Im Einzelfall kann die Berufung des Arbeitgebers auf die Fehlerhaftigkeit der bisherigen Eingruppierung gegen Treu und Glauben (§ 242 BGB) wegen widersprüchlichen Verhaltens verstoßen. Dies kann etwa bei einer wiederholten korrigierenden Rückgruppierung der Fall sein. Der Arbeitnehmer müsse in einem solchen Fall nicht mehr damit rechnen, dass der Arbeitgeber eine weitere Korrektur zu seinem Nachteil vornimmt.

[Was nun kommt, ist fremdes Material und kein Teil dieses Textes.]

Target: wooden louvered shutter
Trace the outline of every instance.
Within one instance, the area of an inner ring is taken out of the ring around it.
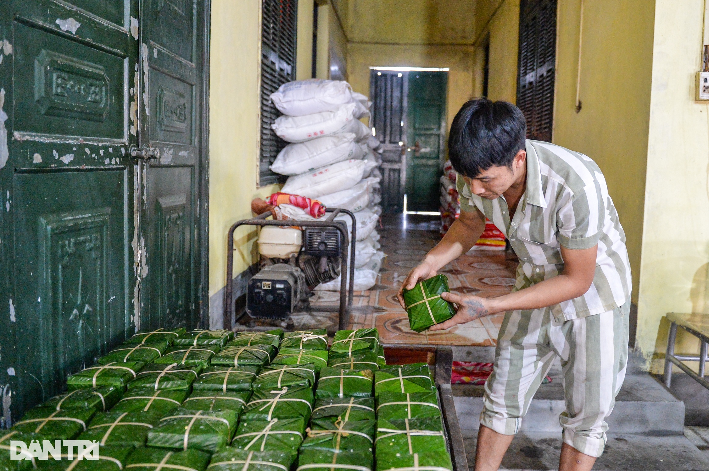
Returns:
[[[271,93],[296,79],[296,33],[298,0],[262,0],[261,45],[261,154],[259,185],[285,181],[269,166],[287,144],[276,135],[271,125],[281,113]]]
[[[557,0],[523,0],[517,106],[528,139],[552,141],[556,50]]]

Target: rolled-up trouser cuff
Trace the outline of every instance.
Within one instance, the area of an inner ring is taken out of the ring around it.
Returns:
[[[602,433],[600,437],[593,437],[574,432],[571,429],[564,429],[564,443],[584,455],[598,458],[603,454],[605,447],[605,433]]]
[[[501,416],[499,412],[483,409],[480,413],[480,424],[502,435],[514,435],[520,429],[522,419],[520,417]]]

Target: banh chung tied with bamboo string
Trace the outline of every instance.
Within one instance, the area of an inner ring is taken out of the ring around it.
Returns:
[[[441,293],[450,291],[445,275],[436,275],[419,281],[411,290],[403,290],[403,302],[411,330],[423,332],[455,315],[453,305],[441,297]]]

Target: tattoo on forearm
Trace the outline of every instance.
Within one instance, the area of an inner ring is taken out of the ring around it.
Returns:
[[[489,313],[489,311],[479,301],[469,300],[465,302],[465,309],[468,311],[468,314],[472,316],[474,319],[482,317]]]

Das BAG kam zu dem Ergebnis, dass die Beklagte anhand der genannten Maßstäbe eine korrigierende Rückgruppierung vornehmen durfte. Die im Februar 2008 erfolgte Höhergruppierung der Klägerin beruhe nicht auf einer Überprüfung und anschließenden Korrektur einer später für rechtsfehlerhaft erachteten vormaligen Eingruppierung; die Grundsätze zur wiederholten korrigierenden Rückgruppierung können nicht angewendet werden. Die Höhergruppierung stelle vielmehr eine erstmalige Eingruppierungsentscheidung auf Grundlage des neuen Tätigkeitsmerkmals der Entgeltgruppe 9 b TVöD/VKA dar. Sie begründe daher kein über einen begrenzten Vertrauensschutz hinausgehendes gesteigertes Vertrauen.

 

Praxishinweis

Mit dieser Entscheidung setzt das BAG seine Rechtsprechung zur korrigierenden Rückgruppierung fort: Eine Überprüfung und Neufeststellung der Eingruppierung unterliegt den Anforderungen der objektiven Fehlerhaftigkeit; der Arbeitnehmer genießt nur begrenzten Vertrauensschutz. Sofern die Eingruppierung – die später rückgängig gemacht wird – allerdings ein über den begrenzten Vertrauensschutz hinausgehendes gesteigertes Vertrauen begründet, verstößt eine korrigierende Rückgruppierung gegen Treu und Glauben. Da eine wiederholte korrigierende Rückgruppierung bei unveränderter Tätigkeit und Tarifrechtslage regelmäßig treuwidrig ist, gilt es, jede Eingruppierung mit besonderer Sorgfalt zu prüfen.


1BAG v. 27. April 2022 – 4 AZR 463/21; BAG v. 13. Dezember 2017 – 4 AZR 576/16.